Turdus solitarius, Linnæus; Le Merle solitaire, Buffon; Die Einsame Drossel, Bechstein.

This bird is eight inches and a half long, three of which belong to the tail. The beak is an inch and a quarter long, rather crooked at the point, dark brown without, and yellowish within; the iris is orange. The feet are thirteen lines high, and brown. The whole plumage is brown studded with little white spots, with a faint tint of blue on the sides of the head, the throat, under the body, on the breast and coverts of the wings; the rump is brown without spots, and the tail blackish.

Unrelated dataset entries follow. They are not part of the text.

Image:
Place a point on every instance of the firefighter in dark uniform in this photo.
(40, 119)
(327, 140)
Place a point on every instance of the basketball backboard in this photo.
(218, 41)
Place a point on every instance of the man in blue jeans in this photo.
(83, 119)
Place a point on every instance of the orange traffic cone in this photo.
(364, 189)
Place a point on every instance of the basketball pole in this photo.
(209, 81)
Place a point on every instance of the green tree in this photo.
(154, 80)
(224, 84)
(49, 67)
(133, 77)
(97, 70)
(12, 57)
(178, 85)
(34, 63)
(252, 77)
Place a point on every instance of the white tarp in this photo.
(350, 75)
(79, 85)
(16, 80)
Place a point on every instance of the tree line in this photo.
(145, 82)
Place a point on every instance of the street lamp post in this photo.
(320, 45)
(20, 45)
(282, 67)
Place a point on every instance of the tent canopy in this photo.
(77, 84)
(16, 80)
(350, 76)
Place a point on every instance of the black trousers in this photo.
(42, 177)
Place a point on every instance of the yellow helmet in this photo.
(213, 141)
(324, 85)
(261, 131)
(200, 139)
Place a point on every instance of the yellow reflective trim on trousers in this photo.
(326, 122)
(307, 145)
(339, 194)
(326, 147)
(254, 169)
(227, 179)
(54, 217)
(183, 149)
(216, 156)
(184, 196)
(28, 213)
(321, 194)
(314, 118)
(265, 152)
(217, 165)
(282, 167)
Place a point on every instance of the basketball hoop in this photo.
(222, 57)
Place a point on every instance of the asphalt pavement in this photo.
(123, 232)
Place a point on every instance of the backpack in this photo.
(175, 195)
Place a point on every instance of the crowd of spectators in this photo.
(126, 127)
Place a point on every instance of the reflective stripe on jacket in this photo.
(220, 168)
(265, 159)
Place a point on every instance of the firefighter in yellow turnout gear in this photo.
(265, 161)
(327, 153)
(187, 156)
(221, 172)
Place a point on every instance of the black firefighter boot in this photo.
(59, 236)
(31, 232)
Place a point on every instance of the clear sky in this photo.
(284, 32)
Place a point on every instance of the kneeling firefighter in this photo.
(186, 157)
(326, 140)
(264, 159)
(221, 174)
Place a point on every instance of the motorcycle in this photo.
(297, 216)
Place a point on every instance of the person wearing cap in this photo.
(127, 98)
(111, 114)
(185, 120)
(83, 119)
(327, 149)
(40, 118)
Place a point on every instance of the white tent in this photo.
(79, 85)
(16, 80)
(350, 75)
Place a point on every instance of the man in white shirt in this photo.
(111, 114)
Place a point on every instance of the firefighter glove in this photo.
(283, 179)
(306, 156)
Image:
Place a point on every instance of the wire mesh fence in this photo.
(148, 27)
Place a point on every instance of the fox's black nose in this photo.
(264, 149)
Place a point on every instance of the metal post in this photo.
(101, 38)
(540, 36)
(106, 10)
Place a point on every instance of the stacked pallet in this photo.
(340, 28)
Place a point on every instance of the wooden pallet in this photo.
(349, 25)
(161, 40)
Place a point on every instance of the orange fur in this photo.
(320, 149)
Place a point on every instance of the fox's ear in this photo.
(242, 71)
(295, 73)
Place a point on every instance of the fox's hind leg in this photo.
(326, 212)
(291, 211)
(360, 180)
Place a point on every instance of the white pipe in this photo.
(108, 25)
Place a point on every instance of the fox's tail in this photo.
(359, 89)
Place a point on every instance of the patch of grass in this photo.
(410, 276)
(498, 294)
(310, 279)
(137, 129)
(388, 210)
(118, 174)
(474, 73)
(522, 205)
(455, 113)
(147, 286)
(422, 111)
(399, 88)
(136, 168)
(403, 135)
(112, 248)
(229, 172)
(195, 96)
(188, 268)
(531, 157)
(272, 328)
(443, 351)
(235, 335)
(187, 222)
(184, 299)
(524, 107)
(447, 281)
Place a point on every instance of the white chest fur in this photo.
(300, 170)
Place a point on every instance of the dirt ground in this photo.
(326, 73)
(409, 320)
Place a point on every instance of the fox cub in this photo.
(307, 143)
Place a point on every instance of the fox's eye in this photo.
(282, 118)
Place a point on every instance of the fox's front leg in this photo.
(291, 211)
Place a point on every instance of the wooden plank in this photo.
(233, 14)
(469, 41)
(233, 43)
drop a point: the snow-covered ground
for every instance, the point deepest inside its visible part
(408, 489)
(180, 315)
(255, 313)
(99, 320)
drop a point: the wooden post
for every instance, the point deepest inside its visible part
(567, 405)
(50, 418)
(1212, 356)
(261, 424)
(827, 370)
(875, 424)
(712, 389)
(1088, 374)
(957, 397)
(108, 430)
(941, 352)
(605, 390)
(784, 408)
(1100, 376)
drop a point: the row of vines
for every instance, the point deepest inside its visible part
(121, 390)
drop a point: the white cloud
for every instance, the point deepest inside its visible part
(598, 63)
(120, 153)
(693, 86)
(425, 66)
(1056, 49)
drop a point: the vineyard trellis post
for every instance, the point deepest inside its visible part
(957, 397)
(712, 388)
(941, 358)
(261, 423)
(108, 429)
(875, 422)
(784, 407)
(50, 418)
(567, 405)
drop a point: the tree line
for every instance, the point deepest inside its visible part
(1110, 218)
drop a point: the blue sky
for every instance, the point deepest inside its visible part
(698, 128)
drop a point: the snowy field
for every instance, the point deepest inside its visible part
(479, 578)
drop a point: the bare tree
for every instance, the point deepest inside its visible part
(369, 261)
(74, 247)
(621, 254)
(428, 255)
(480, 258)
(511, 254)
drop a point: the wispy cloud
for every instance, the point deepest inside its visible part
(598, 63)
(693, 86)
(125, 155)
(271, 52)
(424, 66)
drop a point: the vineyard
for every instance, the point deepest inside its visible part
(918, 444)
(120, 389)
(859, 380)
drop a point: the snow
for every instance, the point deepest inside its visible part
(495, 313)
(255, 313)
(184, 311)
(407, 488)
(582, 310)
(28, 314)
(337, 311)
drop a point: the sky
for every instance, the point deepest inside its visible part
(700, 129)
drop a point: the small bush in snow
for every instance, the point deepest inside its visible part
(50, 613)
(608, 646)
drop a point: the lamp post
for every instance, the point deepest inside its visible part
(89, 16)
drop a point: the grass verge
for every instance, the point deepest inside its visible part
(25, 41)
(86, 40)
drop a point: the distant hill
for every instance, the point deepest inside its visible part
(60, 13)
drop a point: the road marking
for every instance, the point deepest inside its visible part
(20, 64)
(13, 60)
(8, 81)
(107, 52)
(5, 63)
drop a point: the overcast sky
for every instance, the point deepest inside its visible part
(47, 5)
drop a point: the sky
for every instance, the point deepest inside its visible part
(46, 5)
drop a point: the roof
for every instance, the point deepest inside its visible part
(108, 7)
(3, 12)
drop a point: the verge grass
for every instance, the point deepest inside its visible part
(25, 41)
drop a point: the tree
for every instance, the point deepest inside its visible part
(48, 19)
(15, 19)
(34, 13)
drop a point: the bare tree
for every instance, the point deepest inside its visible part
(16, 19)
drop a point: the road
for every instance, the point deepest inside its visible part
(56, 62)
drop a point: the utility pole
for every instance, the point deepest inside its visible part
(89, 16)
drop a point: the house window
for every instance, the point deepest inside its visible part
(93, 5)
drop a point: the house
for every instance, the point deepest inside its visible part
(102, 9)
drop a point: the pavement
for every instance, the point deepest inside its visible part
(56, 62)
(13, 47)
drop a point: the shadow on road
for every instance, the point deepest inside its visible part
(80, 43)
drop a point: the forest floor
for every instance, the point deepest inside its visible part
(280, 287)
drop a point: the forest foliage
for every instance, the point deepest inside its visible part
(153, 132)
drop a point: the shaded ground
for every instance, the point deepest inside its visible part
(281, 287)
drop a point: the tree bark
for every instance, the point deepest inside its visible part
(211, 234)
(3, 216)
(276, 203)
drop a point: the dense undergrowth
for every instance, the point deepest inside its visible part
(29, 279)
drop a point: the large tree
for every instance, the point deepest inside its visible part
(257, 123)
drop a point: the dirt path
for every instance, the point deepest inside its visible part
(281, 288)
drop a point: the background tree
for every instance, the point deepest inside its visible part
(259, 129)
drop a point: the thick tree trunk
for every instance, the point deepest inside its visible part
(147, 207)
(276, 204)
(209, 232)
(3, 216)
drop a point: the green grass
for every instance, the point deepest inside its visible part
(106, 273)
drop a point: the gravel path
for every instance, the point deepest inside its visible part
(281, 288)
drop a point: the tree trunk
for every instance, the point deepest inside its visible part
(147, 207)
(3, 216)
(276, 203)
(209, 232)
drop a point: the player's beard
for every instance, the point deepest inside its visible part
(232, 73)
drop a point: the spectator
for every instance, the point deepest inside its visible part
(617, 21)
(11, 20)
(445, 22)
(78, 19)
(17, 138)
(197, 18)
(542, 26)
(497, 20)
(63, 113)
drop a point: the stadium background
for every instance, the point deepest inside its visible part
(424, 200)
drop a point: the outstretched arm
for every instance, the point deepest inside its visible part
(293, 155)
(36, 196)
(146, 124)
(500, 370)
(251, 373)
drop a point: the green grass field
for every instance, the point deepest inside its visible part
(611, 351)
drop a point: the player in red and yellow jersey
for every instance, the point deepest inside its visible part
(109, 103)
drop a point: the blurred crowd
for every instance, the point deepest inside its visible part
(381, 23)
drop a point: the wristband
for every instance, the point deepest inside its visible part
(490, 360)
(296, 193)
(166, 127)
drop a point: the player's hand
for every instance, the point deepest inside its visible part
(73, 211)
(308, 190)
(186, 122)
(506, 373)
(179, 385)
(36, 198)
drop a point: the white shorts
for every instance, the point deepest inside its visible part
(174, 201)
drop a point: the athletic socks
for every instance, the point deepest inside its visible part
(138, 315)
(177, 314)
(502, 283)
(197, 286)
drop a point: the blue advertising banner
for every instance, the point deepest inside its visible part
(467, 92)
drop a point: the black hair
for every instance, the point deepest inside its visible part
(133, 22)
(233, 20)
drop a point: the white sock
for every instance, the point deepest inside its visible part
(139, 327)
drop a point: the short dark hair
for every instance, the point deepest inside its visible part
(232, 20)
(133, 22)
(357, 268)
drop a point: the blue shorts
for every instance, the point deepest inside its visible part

The female differs from the male in having the little spots of a dirty yellow, and more numerous on the breast than elsewhere, and in being destitute of the blue tint; and finally, in having the pen-feathers and the tail-feathers simply brown.

Habitation.—When wild it seldom quits the mountains in the south of Europe; in spring, however, it advances as far as Burgundy, and returns in the end of August; it arrives, in the month of April, at the spot where it generally passes the summer, and returns constantly every year to the place where it first took up its abode. Two pairs are seldom found in the same district. Except in the pairing season it is a solitary bird.

In confinement it is furnished with a cage like that of the blackbird.

Food.—When wild it feeds on insects, berries, and grapes.

In confinement it is treated like the song thrush, adding ants’ eggs and meal-worms.

Breeding.—The nest, made of blades of grass and feathers, is generally placed at the top of a solitary chimney, or on the summit of an old castle, or on the top of a large tree, generally near a steeple or high tower. The female lays five or six eggs. The young ones, if taken from the nest soon enough, are capable of instruction; the flexibility of the throat fitting it either for tunes or words. They sing also by candle-light in the night. If treated with care they live in confinement eight or ten years. From the summit of a high tower or steeple the male utters for whole days the most beautiful and pathetic song, accompanying it by flapping his wings, moving his tail, and elevating the feathers of his head.